Wie groß ist das Interesse von Kitas und Schulen an diesen Kursen?
In unserer Region ist es sehr hoch, wir sind lange im Voraus ausgebucht. Dass das Thema wichtig ist, ist mittlerweile angekommen. Wir merken aber, dass die Kosten oftmals eine Hürde sind. Umso toller ist es, dass es vom Bundesamt für Katastrophenschutz inzwischen das geförderte Programm EHSH (siehe Infokasten) gibt, das unter anderem die Erste-Hilfe-Ausbildung für Kinder von drei bis zehn Jahren beinhaltet.
Was können Erziehungs- und Lehrkräfte sowie Eltern über eine solche Kursbuchung hinaus tun?

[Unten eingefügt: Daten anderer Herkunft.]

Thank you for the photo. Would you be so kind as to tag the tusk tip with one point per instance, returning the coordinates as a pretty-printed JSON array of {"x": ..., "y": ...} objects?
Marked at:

In Kita oder Schule kann das Thema natürlich immer wieder aufgegriffen und besprochen werden, damit es bei den Kindern präsent bleibt. Eltern können schon durch ihre Vorbildrolle Einiges richtig machen: Wenn die Kinder sehen, dass Mama und Papa an Personen, die Hilfe benötigen, nicht einfach vorbei gehen, bleibt das bei ihnen hängen. Was die meisten nicht wissen, ist, dass sich zudem jeder ehrenamtlich zum Ausbilder für Erste Hilfe schulen lassen kann. 19 Tage dauert die Ausbildung zum Beispiel beim ASB. Und über das EHSH-Programm können Erziehungs- und Lehrkräfte ohne medizinische Vorkenntnisse zu sogenannten Multiplikatorinnen und Multiplikatoren ausgebildet werden und dann die Inhalte des Programms für Kinder von drei bis zehn Jahren unterrichten.
Seit 2020 fördert das Bundesamt für Bevölkerungsschutz und Katastrophenhilfe die „Ausbildung in Erster Hilfe mit Selbstschutzinhalten“ – kurz EHSH“. Ziel ist es die Bevölkerung zur Selbst- und Fremdhilfe in Notlagen bis zum Eintreffen professioneller Hilfskräfte zu schulen. In Kooperation mit fünf Hilfsdiensten soll über Angebote wie Erste-Hilfe-Kurse flächendeckend die Resilienz der Bevölkerung für Not- und Katastrophenfälle gesteigert werden. Ein Modul von insgesamt acht ist die Schulung von Kindern zwischen drei und zehn Jahren.
Infos gibt es bei den EHSH-Zentralstellen der Hilfsorganisationen und beim Bundesamt für Bevölkerungsschutz und Katastrophenhilfe.